I hate the terminology we associate with things. Words like epic, frenzy, legen….dary (thanks Barney Stinson) and unbelievable, phrases like iPhone-killer, the best ever and simply perfect. They all make me groan in disgust and I blame the sensationalist media in America for it all. The latest overly hyped phrase was used in reference to online video advertising heading for a ‘feeding frenzy,’ can you hear me groaning? But wait, perhaps we really are heading for this proverbial feeding online video ad frenzy. We all know money has been pouring into the industry for the past couple years. Everyone’s bottom line seems to be picking up and with a rebounding economy those recently shrinking marketing budgets are going to start ballooning again. Where will that money go? Yeah, most likely online video ads. Good for all of us who have been in the space for some time, right?
Break Media is one of the leaders in the online video ad space and they’re showing some amazing growth, 40% last year, and an expected 90% this year according to TechCrunch. They say that Q3 revenue could top $10 Million (from all operations, not just video ads).

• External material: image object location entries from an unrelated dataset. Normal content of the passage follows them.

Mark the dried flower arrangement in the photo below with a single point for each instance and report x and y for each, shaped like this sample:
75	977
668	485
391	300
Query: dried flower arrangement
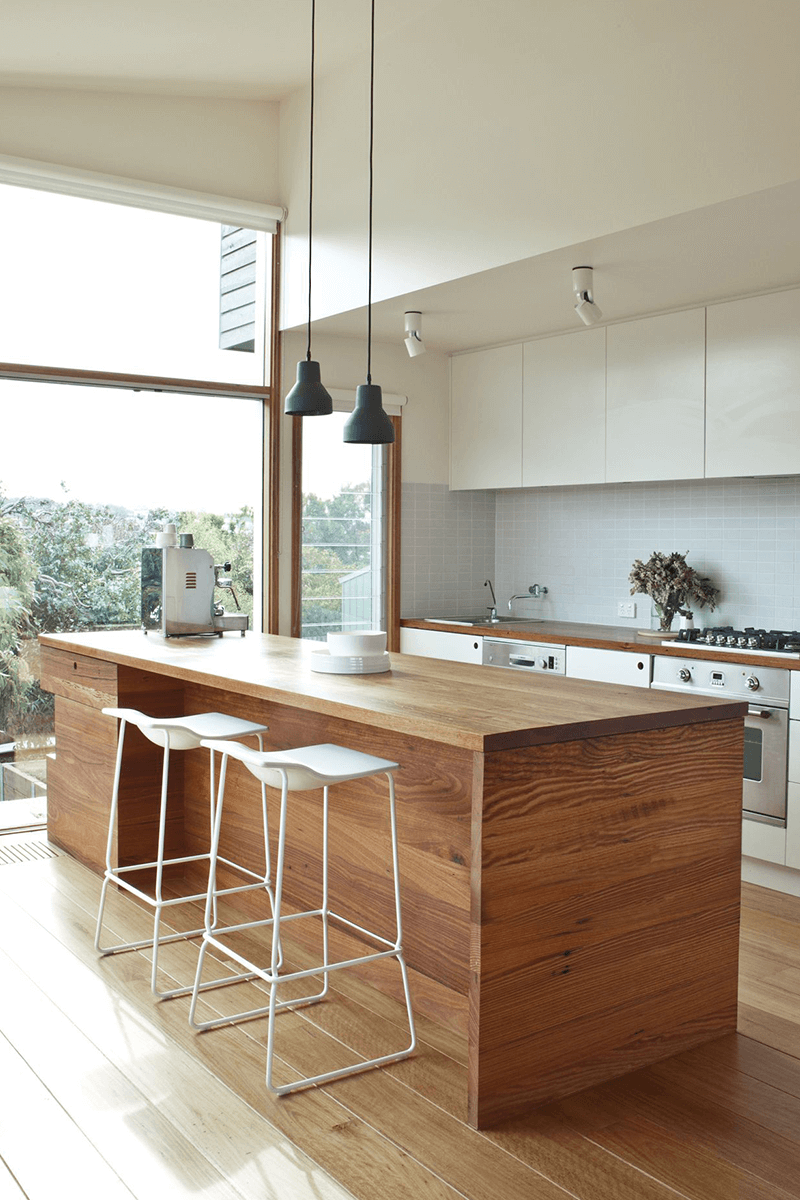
671	583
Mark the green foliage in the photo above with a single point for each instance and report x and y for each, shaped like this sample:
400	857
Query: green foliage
336	537
67	565
16	597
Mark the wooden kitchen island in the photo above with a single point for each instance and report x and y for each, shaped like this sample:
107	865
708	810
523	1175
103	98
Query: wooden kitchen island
570	851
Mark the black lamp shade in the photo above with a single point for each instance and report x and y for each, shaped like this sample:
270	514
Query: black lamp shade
367	424
308	397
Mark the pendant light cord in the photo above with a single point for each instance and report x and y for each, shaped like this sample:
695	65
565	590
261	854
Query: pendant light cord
372	105
311	160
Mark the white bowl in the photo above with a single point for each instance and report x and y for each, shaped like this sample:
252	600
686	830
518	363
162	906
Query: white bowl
362	642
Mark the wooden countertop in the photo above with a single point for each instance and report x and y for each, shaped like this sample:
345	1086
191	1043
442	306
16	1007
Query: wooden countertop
606	637
455	703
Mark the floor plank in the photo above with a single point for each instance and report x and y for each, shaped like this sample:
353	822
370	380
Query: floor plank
30	1116
716	1122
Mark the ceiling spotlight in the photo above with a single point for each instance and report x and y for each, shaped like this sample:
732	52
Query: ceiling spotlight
585	307
414	343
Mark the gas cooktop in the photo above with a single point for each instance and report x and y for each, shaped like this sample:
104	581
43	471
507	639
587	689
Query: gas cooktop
752	641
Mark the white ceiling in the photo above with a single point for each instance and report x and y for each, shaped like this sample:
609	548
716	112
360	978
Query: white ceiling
739	247
244	49
258	49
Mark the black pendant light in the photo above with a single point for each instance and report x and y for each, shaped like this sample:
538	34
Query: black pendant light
368	424
308	397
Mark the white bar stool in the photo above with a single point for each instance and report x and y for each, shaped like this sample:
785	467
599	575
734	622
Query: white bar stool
298	771
176	733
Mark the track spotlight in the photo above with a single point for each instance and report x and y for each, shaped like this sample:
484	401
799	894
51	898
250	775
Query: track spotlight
585	307
414	343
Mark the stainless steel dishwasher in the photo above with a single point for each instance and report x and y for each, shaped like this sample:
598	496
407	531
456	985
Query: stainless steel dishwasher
499	652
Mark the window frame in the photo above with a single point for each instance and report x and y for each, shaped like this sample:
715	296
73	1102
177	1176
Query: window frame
392	526
268	394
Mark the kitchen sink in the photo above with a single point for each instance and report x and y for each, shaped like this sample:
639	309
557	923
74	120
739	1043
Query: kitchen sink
482	621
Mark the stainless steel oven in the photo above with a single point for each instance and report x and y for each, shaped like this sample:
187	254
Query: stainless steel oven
767	725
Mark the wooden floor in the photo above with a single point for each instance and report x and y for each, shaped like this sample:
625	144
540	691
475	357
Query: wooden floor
106	1090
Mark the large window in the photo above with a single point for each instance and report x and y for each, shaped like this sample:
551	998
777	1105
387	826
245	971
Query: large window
343	543
89	474
103	287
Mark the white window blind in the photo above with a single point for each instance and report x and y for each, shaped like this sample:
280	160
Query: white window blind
91	185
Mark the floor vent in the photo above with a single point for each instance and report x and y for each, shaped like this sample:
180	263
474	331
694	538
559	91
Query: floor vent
14	851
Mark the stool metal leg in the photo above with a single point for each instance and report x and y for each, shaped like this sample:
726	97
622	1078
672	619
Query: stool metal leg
109	843
157	900
271	975
211	927
395	952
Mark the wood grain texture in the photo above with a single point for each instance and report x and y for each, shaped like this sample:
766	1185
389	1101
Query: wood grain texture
450	703
88	681
582	891
433	821
608	910
395	1133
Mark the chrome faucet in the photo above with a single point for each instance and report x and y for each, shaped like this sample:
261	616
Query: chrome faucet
535	589
493	606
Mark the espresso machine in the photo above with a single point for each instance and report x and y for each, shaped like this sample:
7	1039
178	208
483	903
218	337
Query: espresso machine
179	586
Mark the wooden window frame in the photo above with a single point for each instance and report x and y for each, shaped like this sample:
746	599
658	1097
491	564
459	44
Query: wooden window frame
268	394
394	481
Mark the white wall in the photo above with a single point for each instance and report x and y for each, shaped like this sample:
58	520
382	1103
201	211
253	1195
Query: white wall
507	130
222	147
581	544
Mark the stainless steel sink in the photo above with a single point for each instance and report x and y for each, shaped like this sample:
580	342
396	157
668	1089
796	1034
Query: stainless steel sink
481	621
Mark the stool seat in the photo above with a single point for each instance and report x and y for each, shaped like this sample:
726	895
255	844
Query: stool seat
301	769
307	767
172	733
186	732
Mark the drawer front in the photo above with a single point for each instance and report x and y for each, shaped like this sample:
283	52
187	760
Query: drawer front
794	751
78	677
763	841
608	666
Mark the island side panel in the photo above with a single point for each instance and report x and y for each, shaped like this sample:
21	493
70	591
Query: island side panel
433	816
607	917
80	777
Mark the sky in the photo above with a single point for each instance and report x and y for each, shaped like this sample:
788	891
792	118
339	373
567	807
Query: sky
61	305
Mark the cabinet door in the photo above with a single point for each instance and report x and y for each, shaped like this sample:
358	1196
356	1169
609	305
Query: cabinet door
486	419
753	387
564	409
608	666
655	399
433	643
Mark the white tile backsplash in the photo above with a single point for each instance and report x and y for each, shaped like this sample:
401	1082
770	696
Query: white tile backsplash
447	550
581	544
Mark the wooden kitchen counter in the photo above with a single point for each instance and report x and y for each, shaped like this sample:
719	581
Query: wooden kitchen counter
569	850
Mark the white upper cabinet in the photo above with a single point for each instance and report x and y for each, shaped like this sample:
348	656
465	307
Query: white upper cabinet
564	409
656	397
753	387
486	419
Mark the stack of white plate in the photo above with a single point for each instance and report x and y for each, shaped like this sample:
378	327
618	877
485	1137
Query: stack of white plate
362	653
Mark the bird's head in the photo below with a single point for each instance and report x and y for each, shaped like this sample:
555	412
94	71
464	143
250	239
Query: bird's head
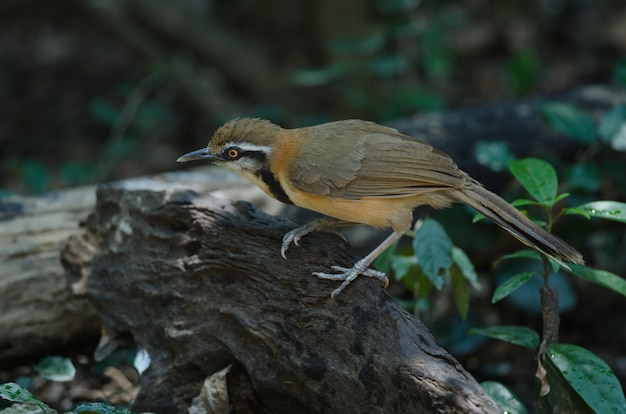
242	145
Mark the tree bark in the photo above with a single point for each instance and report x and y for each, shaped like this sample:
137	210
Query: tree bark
37	311
199	283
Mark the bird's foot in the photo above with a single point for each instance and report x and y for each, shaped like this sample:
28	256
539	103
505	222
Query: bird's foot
348	274
295	235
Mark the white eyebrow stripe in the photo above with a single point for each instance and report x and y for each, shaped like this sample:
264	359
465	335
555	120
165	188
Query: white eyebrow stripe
246	146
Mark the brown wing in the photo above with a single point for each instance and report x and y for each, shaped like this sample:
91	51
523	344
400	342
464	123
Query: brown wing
356	159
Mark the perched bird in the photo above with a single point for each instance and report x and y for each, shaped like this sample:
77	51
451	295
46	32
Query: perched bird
360	172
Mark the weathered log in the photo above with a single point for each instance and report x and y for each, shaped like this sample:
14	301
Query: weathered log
199	283
38	313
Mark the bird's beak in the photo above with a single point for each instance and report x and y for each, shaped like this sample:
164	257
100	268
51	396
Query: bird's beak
202	154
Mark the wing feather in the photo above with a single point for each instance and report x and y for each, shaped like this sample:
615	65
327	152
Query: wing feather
356	159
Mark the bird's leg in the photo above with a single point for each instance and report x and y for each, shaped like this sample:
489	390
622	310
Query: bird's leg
323	224
361	267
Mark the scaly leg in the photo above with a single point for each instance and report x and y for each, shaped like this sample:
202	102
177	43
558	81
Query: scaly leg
323	224
347	275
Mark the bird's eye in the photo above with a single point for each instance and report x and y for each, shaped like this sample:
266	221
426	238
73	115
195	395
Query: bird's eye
232	153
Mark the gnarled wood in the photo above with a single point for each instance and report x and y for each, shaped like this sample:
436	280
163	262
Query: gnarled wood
200	284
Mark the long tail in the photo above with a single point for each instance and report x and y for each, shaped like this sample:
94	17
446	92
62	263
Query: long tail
521	227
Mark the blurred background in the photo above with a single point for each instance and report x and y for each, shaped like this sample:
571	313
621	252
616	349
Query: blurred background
100	90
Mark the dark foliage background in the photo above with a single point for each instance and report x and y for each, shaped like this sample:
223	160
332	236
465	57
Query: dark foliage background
93	91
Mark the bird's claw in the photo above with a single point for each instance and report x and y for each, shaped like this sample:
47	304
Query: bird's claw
294	237
347	275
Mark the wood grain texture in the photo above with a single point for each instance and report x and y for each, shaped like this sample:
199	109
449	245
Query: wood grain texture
199	283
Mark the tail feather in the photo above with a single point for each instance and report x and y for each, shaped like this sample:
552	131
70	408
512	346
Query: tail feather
515	222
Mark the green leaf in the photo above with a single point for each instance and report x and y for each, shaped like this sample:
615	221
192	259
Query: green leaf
460	290
570	121
15	393
576	211
611	123
537	177
520	254
608	210
517	335
99	408
402	265
506	399
602	277
512	285
521	202
465	265
433	249
56	369
494	155
589	376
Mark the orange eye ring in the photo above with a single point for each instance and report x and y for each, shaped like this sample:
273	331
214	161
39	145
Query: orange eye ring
233	153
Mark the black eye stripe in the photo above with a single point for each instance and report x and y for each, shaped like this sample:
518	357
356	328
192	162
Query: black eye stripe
234	153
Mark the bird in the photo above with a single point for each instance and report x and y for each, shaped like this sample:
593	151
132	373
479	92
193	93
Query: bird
359	172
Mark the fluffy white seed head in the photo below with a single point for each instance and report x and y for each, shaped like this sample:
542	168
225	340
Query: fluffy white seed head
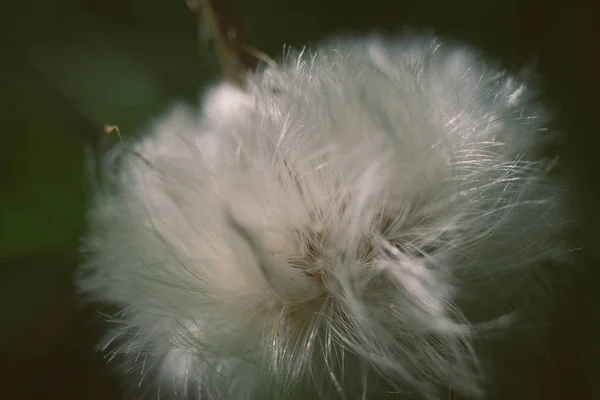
345	228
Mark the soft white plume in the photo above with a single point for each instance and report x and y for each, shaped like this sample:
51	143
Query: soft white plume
346	228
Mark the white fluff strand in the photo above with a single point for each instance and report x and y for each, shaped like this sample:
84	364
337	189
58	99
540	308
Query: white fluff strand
345	228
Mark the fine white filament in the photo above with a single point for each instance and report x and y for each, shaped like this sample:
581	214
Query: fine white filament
347	227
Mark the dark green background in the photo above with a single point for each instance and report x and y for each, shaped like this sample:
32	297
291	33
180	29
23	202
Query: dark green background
69	66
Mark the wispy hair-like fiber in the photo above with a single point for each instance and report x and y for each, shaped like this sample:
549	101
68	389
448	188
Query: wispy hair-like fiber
346	228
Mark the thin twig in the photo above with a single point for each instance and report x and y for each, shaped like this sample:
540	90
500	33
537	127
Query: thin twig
217	24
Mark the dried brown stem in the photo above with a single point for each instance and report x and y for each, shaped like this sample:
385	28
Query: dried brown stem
216	20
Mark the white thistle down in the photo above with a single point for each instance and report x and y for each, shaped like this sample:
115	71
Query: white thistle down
345	228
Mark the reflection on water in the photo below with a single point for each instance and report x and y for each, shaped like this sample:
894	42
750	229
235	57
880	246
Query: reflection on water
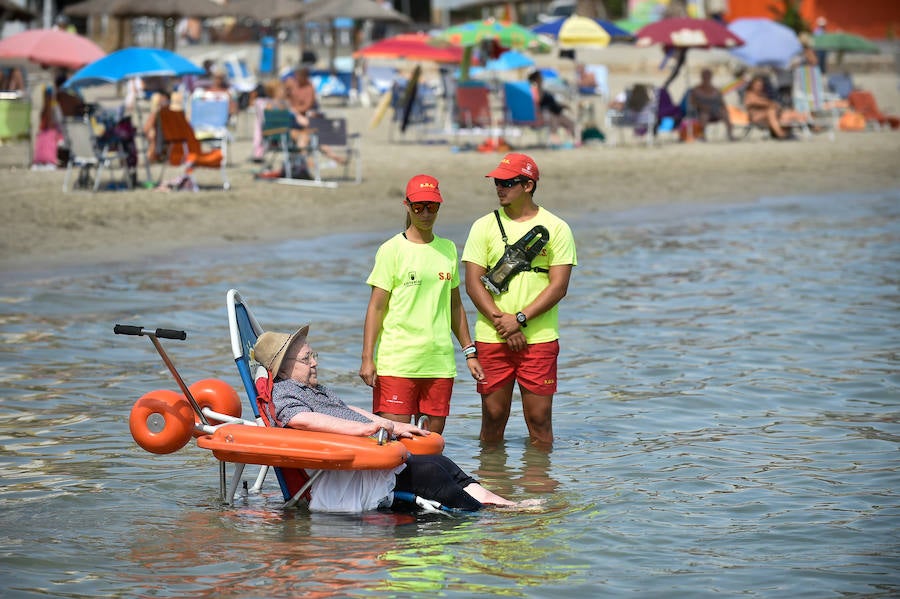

Tremor Media is also reporting a doubling of ad revenues and their CEO stated the fourth quarter, “is lining up to be a monster,” and that video ads “have reached a frenzy point.” FRENZY! It reminds me of the old Transformers, anyone?
But what’s the Reel deal? According to eMarketer spending on video ads will see a fairly steady, yet slowly declining growth rate. 2008 jump started the revolution with massive growth and then the financial crisis struck a heavy blow with only 38.6% growth in 2009. The rebound is in progress and so is the growth rate with an expected 48.1%. After that it will begin to slide year after year which is not so surprising considering that the major players will already be in the market by the end of this year or next.
How much does that add up to? About $1 Billion last year and should be about $1.48 B this year. Comparing that to it’s older, larger video ad parent – Television – it’s got a lot of space to grow as TV pulled in $70 Billion.
Considering that there are around 178 Million US Internet users watching video online, that is about $8.40 spent per video viewer. Or, here’s another interesting stat, about 28 cents per video viewing session, comScore listed 5.235 Billion sessions for 178 Million viewers in the US in July 2010.
Where is all that ad money going? Hulu. They do show more ads than anyone else, 783 Million in July 2010 alone. Alright, not all money is going to Hulu, Tremor Media showed 452 Million and BrightRoll 249 Million. Oddly, Break Media didn’t make the Top U.S. Online Video Properties by Video Ads Viewed according to comScore, though they did have a potential reach of 38.7 percent, third for the month.
What’s the draw to online video?
Statistics, demographics, metrics. These are growing more and more accurate in the online video ad space. With places like TubeMogul offering fairly robust video ad tracking stats (see their InPlay service) advertisers can get a far better picture of who is seeing their ads, where they are, when they are seeing them and how interested they are (via engagement and interaction tracking). These are things that simply cannot be properly judged in the television advertising space, yet. With Internet and TV merging (I saw a pretty cool video about Google TV) these tracking statistics could make their way into the TV space in some form as well.
Hulu is of course a fairly safe bet for advertisers who already have ads on content that then moves from TV to Hulu. So why not expand your ad campaign to catch the online viewers of a show as well as those sitting on their couch. Still, there’s a lot of user-generated content out there as well. Luckily, for all involved, that is also beginning to see some interest from advertisers. YouTube stars are making money (at least 10 with $100,000 a year).
Of course, Hulu and YouTube are massive when compared with other sites that show video. Even the highly specific demographic that is the Gamers Daily News readership does not net us all that much revenue with the LongTail Ad Solution eCPM currently struggling to maintain itself at $1 for us (we really don’t show all that many videos just yet). We’re not a very good example really, so tell us what kind of eCPM you’re seeing on your video ads these days and we’ll take an average.